I donated. :-) Three books to the Margaret Sherry Memorial Library -- two YAs and a book on drywall. (Why drywall? Because I was down in inland-but-still-hit MS a month or so after Katrina, and when buildings flood, the first thing to go is the drywall.) From the choices on their wishlist, they must have a great YA librarian.

Thanks for drawing my attention to the program. :-)

Smurf | June 13, 2006 11:27 AM

She should consider the Holden School in Charlestown. I seem to recall them having 5 books there... and one of them was a Batman comic, and another was the Torrie Wilson Playboy issue.
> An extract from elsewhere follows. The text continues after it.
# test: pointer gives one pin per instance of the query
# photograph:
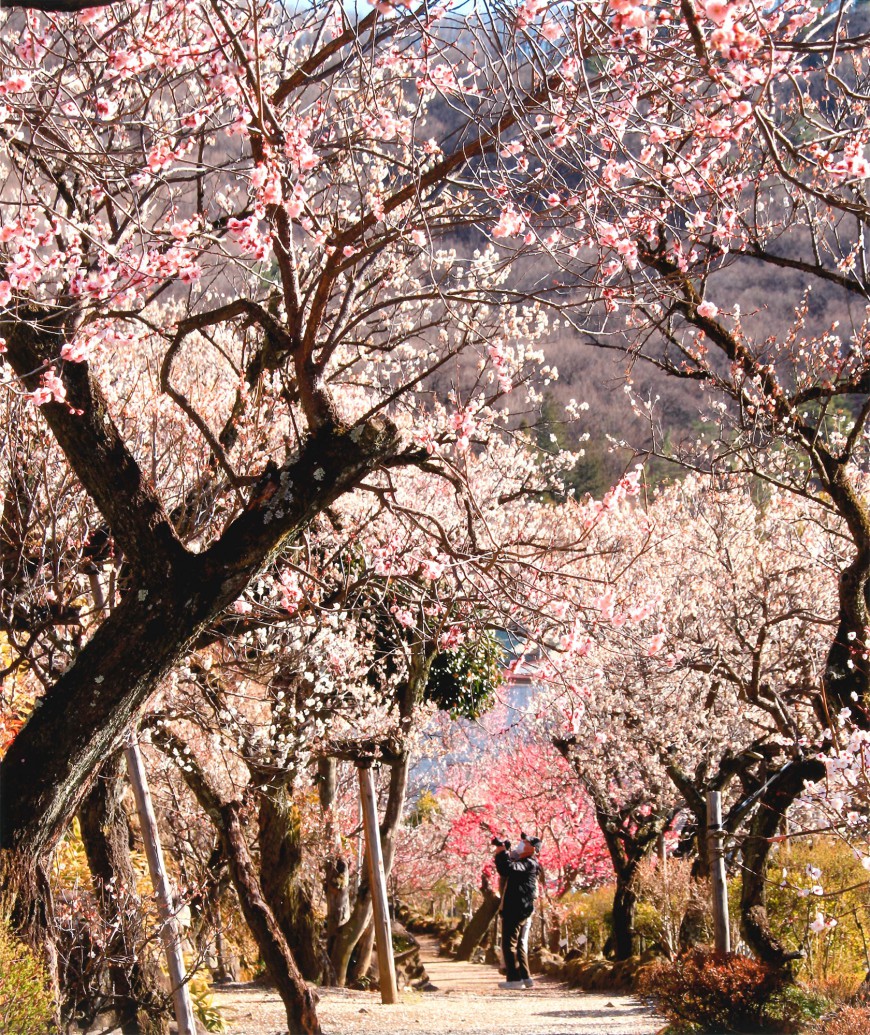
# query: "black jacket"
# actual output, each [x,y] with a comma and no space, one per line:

Chris Gerrib | June 13, 2006 12:27 PM

Yes, libraries can order wholesale and most do. But, from information via my Rotary Club, most of the local government in Harrison County is technically bankrupt. They don't have many tax dollars coming in since the economy's a mess, so what money they do have is going for salaries and operating costs.

I suspect that any money sent will go for operating / reconstruction costs, not books.

Lars | June 13, 2006 12:49 PM

Kevin Q:

"I'm just curious. If they can get the books wholesale, then it seems like it would be better to donate money to the library, and get more book for their buck."

It'd be cool if one could donate money, and specify which books the library should spend it on. I like the idea of infecting -- i mean effecting -- other minds with my reading list.

CoolBlue | June 13, 2006 01:01 PM

I've promoted the Dewey Donation Drive on my blog along with another project I'm working on, but the backtrack didn't take.

Just so you know.

John Scalzi | June 13, 2006 01:19 PM

I saw it. Thanks!

pamie | June 13, 2006 03:51 PM

Thanks so much, guys! I really appreciate the help.

Midwestern Progressive | June 13, 2006 07:59 PM


I'm in.

Chris in NJ | June 15, 2006 11:53 AM

I donated and I've been re-posting the link every day so it's on the top of my blog. I don't know if I get much traffic, but if I can convince one friend to donate, I'll be happy.

Chris in NJ | June 15, 2006 11:57 AM

I linked to the interview over at BTW on my blog, and I ended up pasting that as my URL here. Sheesh! Anyway it's fixed on this entry if anyone is interested.

John Scalzi | June 15, 2006 12:39 PM

Thanks, Chris.

Anne C. | June 18, 2006 06:21 PM

Thanks for posting about this, John.
I donated and mentioned it on my blog.

Gretchen | July 11, 2006 10:23 PM

I just wanted to let you know that I am a local in South Mississippi, and I want to thank you in advance for anything you can do. I have access to one small library where my children go to the summer reading program. I used to go the large library downtown as it was a mile from my house, but the first floor was completely destroyed as was much of the second floor. It will be YEARS before it is rebuilt, and we need books now. From all of us here on the Coast who love our books, THANK YOU FOR ALL YOU CAN DO!

TCO | March 18, 2007 04:37 PM

Better off giving cash. If the building is destroyed, that is more critical than the collection. There are so many excess books out there, that most libraries end up disposing of books all the time and won't even accept used books. Hey, but if it makes you feel good, that's the important thing, right?